A coverage path planning algorithm for UAV aerial images to assist multiple USVs is proposed. The proposed algorithm combines CPP technology with large model semantic segmentation technology to construct a USV path coverage system suitable for complex marine supervision tasks. A semantic segmentation algorithm based on the YOLOv5-assisted prompting SAM is proposed for map modeling. By adding multi-dimensional information, YOLOv5 outputs the minimum rectangular target box prompt, thereby guiding SAM to achieve refined obstacle information extraction. In addition, based on the established refined map model, a coverage path planning algorithm based on multi-objective stepwise optimization is proposed, which divides the full coverage path into straight paths and turning paths, and is optimized according to the path length and the number of turns. The above multiple sets of experiments prove the superiority of the proposed UAV assisted USV coverage path planning algorithm. In the terms of map modeling, compared with other semantic segmentation algorithms, the mIoU of the proposed semantic segmentation algorithm is increased by 5.92% on average, and the mIoU_s is increased by 7.74% on average, which shows that the proposed semantic segmentation algorithm can obtain a more accurate map model, especially for UAV aerial images with small objects. In terms of the CPP algorithm, in the six different map models, the proposed CPP algorithm has an average increase of 79.54%, 1.57%, and 21.97% in Rr, Lpath, and TN, respectively, which further proves that the proposed CPP algorithm has certain advantages in terms of time, applicability, feasibility, and computational efficiency.
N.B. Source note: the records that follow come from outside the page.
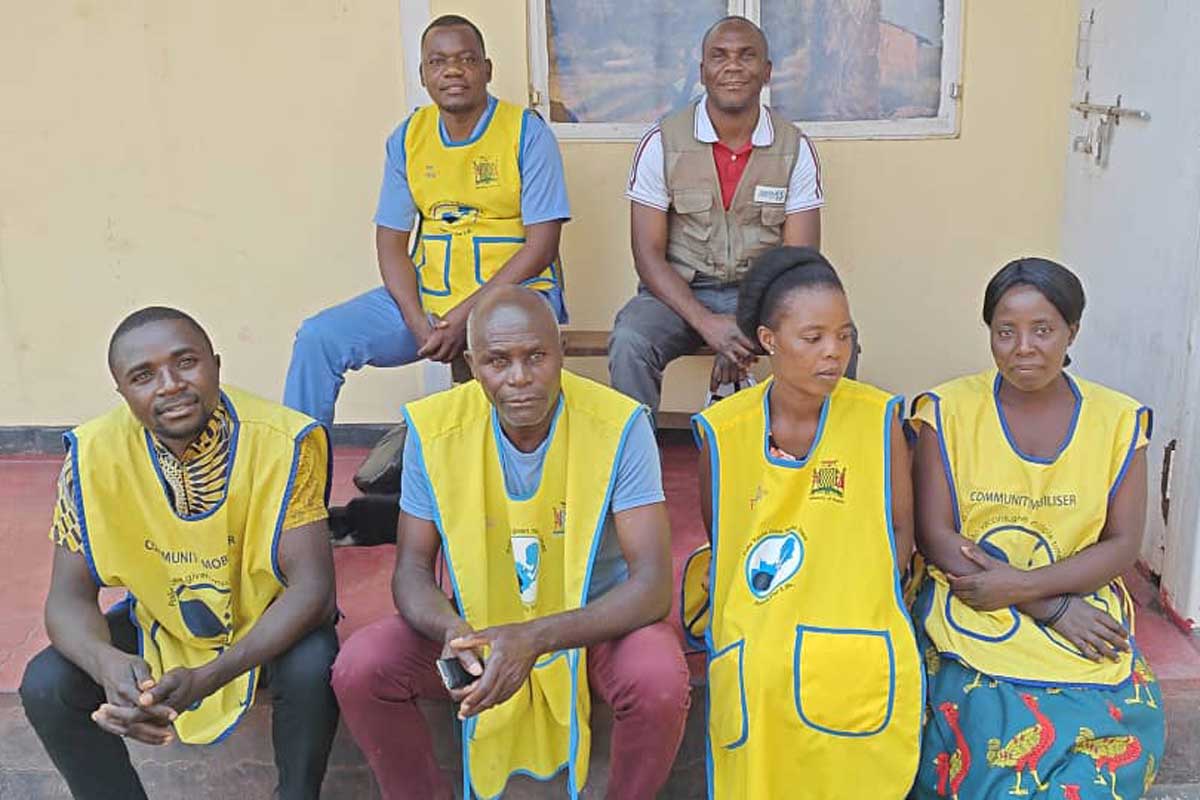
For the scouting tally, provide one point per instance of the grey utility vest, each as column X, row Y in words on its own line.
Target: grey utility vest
column 702, row 236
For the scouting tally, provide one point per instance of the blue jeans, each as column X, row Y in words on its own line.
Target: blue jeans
column 365, row 330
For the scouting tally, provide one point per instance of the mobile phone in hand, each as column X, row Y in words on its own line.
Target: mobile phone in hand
column 454, row 674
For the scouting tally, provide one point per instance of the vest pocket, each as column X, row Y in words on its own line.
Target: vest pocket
column 727, row 719
column 433, row 264
column 844, row 679
column 697, row 206
column 549, row 686
column 773, row 215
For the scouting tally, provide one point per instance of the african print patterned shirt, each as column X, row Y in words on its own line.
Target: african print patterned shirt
column 197, row 481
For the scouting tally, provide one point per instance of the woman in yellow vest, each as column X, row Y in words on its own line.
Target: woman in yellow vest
column 1031, row 499
column 814, row 677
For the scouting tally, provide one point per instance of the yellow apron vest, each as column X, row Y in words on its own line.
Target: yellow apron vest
column 814, row 680
column 468, row 196
column 198, row 584
column 1029, row 512
column 515, row 559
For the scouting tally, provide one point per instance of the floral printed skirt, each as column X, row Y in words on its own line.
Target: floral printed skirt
column 988, row 739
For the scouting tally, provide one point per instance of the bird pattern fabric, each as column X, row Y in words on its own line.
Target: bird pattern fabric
column 989, row 739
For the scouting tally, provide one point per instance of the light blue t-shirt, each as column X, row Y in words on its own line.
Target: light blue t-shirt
column 639, row 482
column 543, row 187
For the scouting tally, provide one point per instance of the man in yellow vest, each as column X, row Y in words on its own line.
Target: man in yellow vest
column 712, row 186
column 483, row 180
column 208, row 506
column 543, row 489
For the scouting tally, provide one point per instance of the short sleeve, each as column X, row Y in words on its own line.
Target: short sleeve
column 65, row 525
column 415, row 492
column 1133, row 434
column 804, row 187
column 309, row 489
column 543, row 185
column 647, row 184
column 639, row 470
column 396, row 209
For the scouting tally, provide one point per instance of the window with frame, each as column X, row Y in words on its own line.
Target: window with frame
column 841, row 68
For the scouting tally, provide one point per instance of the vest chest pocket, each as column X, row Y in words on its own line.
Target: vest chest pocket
column 729, row 722
column 844, row 680
column 695, row 206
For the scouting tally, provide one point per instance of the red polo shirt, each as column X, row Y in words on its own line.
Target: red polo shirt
column 730, row 166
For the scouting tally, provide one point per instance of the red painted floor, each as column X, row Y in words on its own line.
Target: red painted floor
column 364, row 573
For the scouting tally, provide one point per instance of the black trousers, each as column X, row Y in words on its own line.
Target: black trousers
column 59, row 699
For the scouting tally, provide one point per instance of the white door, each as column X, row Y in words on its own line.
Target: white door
column 1132, row 230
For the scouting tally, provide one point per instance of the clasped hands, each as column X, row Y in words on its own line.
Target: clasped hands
column 139, row 707
column 1093, row 632
column 735, row 353
column 499, row 657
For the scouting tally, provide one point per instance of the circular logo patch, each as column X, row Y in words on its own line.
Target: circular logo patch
column 772, row 563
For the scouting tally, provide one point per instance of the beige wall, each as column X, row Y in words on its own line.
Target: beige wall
column 226, row 156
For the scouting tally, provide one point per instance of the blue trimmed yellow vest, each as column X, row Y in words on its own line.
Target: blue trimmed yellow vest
column 1029, row 512
column 814, row 679
column 468, row 196
column 198, row 584
column 515, row 559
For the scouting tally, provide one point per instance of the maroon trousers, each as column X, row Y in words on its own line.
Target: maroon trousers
column 387, row 666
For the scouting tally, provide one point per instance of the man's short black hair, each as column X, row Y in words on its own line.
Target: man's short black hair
column 736, row 18
column 153, row 314
column 455, row 20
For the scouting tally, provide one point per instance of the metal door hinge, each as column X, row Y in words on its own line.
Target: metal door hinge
column 1164, row 488
column 1096, row 142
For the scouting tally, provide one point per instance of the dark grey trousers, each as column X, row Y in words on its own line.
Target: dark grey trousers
column 647, row 336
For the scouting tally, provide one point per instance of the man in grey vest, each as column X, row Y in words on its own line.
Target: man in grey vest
column 712, row 186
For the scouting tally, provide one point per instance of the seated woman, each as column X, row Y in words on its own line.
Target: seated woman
column 1031, row 499
column 814, row 674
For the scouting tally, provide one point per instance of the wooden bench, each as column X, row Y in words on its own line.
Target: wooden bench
column 595, row 343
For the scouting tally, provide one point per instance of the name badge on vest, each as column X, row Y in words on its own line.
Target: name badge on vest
column 769, row 194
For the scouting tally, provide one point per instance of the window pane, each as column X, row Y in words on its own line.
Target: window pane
column 621, row 61
column 855, row 59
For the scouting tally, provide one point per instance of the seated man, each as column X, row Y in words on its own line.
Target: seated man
column 695, row 229
column 544, row 492
column 484, row 181
column 208, row 505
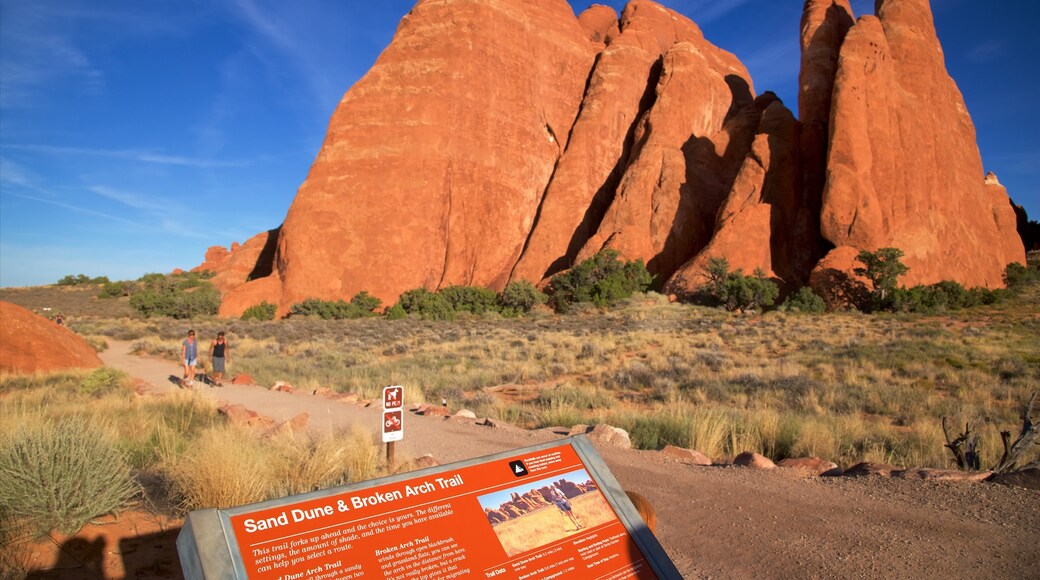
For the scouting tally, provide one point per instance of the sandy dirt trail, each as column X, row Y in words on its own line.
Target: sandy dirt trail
column 731, row 522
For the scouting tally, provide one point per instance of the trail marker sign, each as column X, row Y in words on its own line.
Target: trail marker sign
column 393, row 416
column 393, row 397
column 393, row 425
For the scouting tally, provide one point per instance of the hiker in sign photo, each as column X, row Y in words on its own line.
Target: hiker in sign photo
column 556, row 497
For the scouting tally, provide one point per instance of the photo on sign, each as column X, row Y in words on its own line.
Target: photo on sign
column 533, row 513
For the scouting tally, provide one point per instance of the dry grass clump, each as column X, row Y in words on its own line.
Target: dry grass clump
column 229, row 466
column 61, row 474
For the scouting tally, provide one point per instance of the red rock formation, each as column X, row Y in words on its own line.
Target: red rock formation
column 904, row 169
column 825, row 24
column 620, row 89
column 30, row 343
column 508, row 139
column 767, row 222
column 689, row 148
column 436, row 160
column 249, row 278
column 600, row 23
column 1004, row 215
column 216, row 258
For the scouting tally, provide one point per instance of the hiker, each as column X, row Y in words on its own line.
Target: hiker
column 556, row 496
column 189, row 353
column 219, row 354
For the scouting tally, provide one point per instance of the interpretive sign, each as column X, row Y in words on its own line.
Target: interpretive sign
column 542, row 512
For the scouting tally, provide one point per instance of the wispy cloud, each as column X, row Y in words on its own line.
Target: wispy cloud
column 133, row 155
column 278, row 31
column 774, row 66
column 987, row 52
column 44, row 43
column 135, row 201
column 706, row 11
column 71, row 207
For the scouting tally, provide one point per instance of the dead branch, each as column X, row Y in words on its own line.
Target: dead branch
column 1013, row 452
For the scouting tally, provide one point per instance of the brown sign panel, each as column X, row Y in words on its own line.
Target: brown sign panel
column 544, row 512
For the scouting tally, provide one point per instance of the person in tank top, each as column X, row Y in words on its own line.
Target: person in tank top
column 219, row 356
column 189, row 354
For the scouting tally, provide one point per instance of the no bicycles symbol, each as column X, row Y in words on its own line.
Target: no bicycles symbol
column 393, row 425
column 393, row 397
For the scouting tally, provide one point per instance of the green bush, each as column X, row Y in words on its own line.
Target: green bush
column 262, row 311
column 942, row 296
column 396, row 312
column 602, row 280
column 361, row 306
column 734, row 291
column 470, row 298
column 426, row 305
column 80, row 280
column 519, row 297
column 117, row 289
column 105, row 379
column 883, row 269
column 203, row 299
column 366, row 302
column 1017, row 277
column 60, row 475
column 804, row 300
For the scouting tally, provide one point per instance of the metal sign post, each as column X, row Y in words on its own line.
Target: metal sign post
column 393, row 419
column 503, row 516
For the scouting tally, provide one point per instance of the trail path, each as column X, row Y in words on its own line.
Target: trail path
column 732, row 522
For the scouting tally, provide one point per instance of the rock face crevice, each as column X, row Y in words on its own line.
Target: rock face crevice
column 509, row 139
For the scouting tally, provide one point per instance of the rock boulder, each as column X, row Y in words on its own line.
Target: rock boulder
column 30, row 343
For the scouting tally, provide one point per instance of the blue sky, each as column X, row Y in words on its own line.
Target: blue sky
column 136, row 133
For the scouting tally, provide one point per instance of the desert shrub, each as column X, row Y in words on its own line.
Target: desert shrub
column 366, row 302
column 117, row 289
column 426, row 305
column 224, row 468
column 602, row 280
column 804, row 300
column 942, row 296
column 61, row 474
column 470, row 298
column 733, row 290
column 883, row 269
column 396, row 312
column 1017, row 277
column 80, row 280
column 262, row 311
column 179, row 296
column 105, row 379
column 519, row 297
column 229, row 466
column 99, row 344
column 361, row 306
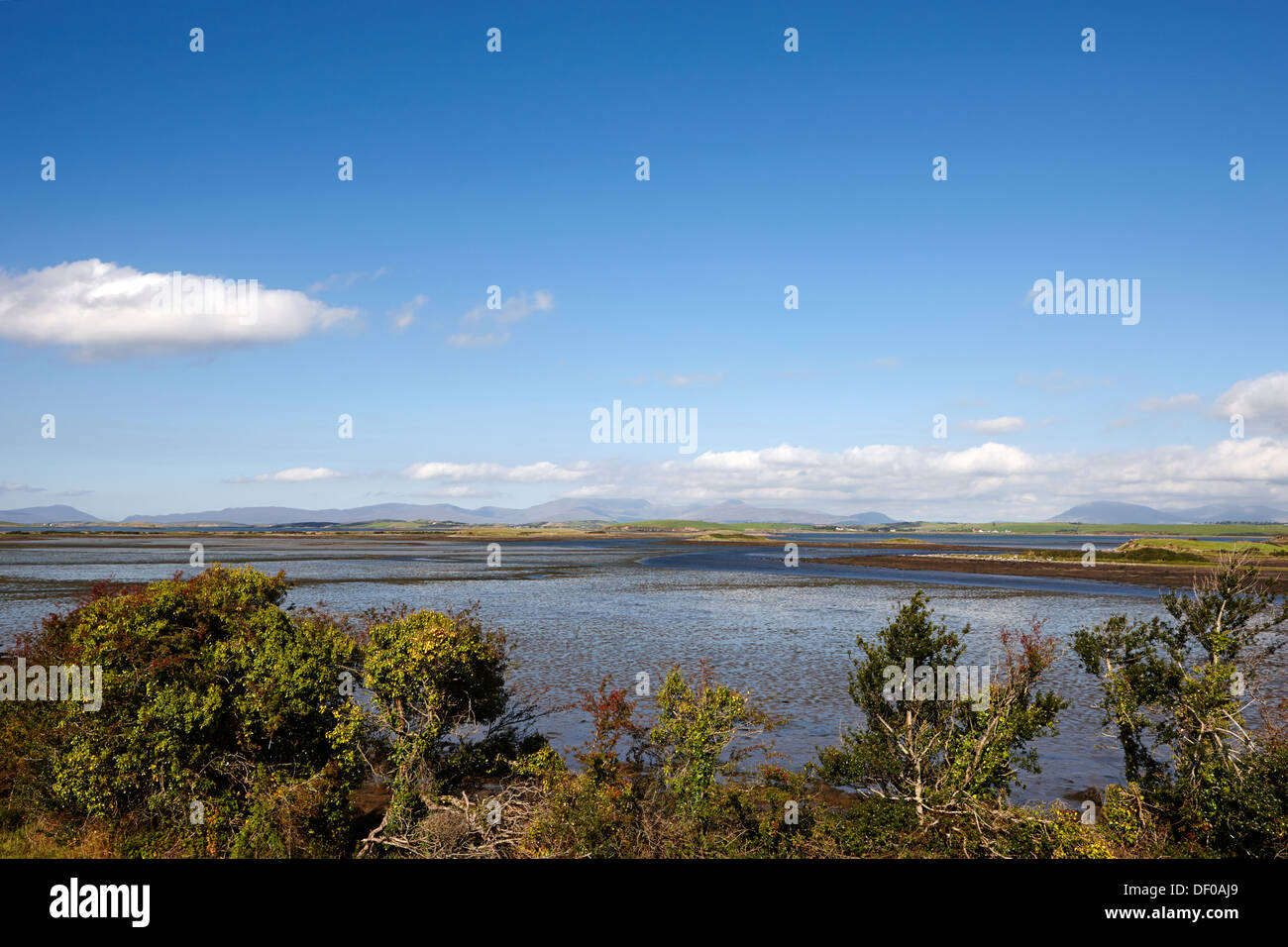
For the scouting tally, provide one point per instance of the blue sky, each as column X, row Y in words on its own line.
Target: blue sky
column 768, row 169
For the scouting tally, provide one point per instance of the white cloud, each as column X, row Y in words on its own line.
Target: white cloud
column 295, row 474
column 1175, row 402
column 528, row 474
column 984, row 482
column 684, row 380
column 1262, row 399
column 995, row 425
column 513, row 309
column 404, row 315
column 344, row 281
column 110, row 311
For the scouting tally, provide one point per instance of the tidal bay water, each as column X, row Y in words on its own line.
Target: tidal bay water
column 580, row 611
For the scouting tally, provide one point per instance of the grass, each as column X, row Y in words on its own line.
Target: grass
column 1115, row 528
column 699, row 525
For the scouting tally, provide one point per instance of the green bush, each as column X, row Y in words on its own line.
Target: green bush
column 215, row 703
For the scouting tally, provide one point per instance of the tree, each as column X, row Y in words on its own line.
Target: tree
column 1176, row 688
column 941, row 753
column 437, row 682
column 222, row 729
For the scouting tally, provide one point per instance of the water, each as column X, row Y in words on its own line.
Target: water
column 580, row 611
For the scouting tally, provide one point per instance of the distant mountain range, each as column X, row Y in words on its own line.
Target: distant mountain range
column 619, row 510
column 1108, row 512
column 553, row 512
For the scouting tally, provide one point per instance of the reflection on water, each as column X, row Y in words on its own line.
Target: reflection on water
column 579, row 611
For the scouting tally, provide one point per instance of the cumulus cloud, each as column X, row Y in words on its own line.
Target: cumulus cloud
column 295, row 474
column 343, row 281
column 984, row 480
column 483, row 328
column 528, row 474
column 406, row 313
column 1261, row 399
column 995, row 425
column 111, row 311
column 8, row 486
column 1173, row 403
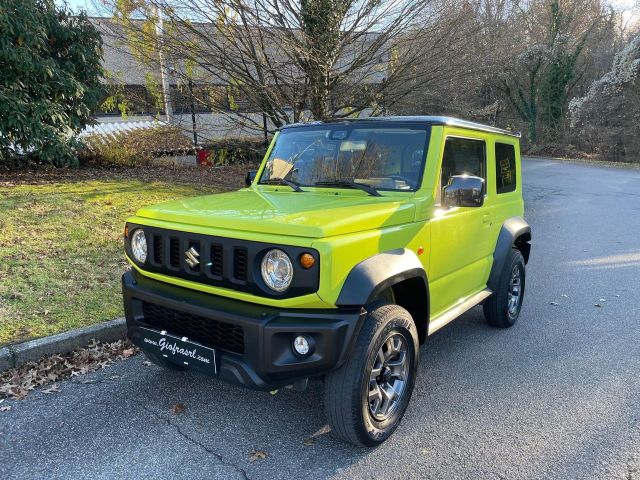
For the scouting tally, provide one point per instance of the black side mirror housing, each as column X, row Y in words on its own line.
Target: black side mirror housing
column 250, row 177
column 463, row 191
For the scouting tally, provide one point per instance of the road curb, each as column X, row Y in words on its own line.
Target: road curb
column 33, row 350
column 6, row 359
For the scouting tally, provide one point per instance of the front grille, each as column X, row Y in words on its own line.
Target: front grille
column 211, row 333
column 230, row 263
column 240, row 264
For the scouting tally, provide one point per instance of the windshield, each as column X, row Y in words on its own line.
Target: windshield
column 386, row 157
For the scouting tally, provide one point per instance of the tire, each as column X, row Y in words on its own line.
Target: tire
column 498, row 310
column 161, row 362
column 348, row 389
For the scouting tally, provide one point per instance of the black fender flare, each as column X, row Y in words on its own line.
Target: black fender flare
column 375, row 274
column 516, row 232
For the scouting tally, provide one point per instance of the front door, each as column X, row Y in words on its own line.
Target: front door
column 461, row 250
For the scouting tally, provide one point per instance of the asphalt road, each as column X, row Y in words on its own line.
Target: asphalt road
column 556, row 396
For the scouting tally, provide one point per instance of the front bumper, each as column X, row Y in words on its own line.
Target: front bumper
column 252, row 342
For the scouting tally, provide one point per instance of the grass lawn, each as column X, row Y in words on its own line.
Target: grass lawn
column 61, row 254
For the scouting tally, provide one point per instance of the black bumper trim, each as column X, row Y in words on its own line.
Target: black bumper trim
column 268, row 361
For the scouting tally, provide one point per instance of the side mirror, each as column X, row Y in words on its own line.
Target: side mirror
column 250, row 177
column 463, row 191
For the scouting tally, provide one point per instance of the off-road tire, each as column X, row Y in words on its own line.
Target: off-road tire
column 161, row 362
column 346, row 398
column 496, row 307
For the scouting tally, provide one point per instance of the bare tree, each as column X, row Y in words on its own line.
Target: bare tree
column 294, row 59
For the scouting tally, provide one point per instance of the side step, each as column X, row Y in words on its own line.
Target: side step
column 454, row 312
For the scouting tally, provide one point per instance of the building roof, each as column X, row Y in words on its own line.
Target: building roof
column 432, row 120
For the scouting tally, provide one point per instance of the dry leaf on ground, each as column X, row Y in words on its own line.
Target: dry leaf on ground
column 52, row 389
column 16, row 383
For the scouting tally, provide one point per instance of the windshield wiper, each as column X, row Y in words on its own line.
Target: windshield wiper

In the future, in order to further improve the unmanned management level of the UAV–USV cooperative marine covering operation system, real-time environmental awareness technology can be considered to improve the dynamic environmental adaptability of the cooperative covering operation system, so as to better meet the actual marine operation needs. In addition, the energy consumption of the UAV and USVs and the further development of practical experiments are the focus of future research.

Author Contributions

Conceptualization, S.P. and X.X.; methodology, S.P. and X.X.; software, S.P. and X.X.; data curation, S.P., X.X. and Y.C; writing—original draft preparation, S.P. and Y.C.; writing—review and editing, S.P. and Y.C.; visualization, S.P. and Y.C.; project administration, X.X. and L.Z.; funding acquisition, X.X. and L.Z. All authors have read and agreed to the published version of the manuscript.

Funding

This work was supported in part by the National Natural Science Foundation of China under Grant 52301395.

Data Availability Statement

The original contributions presented in this study are included in the article. Further inquiries can be directed to the corresponding author.

Conflicts of Interest

The authors declare no conflicts of interest.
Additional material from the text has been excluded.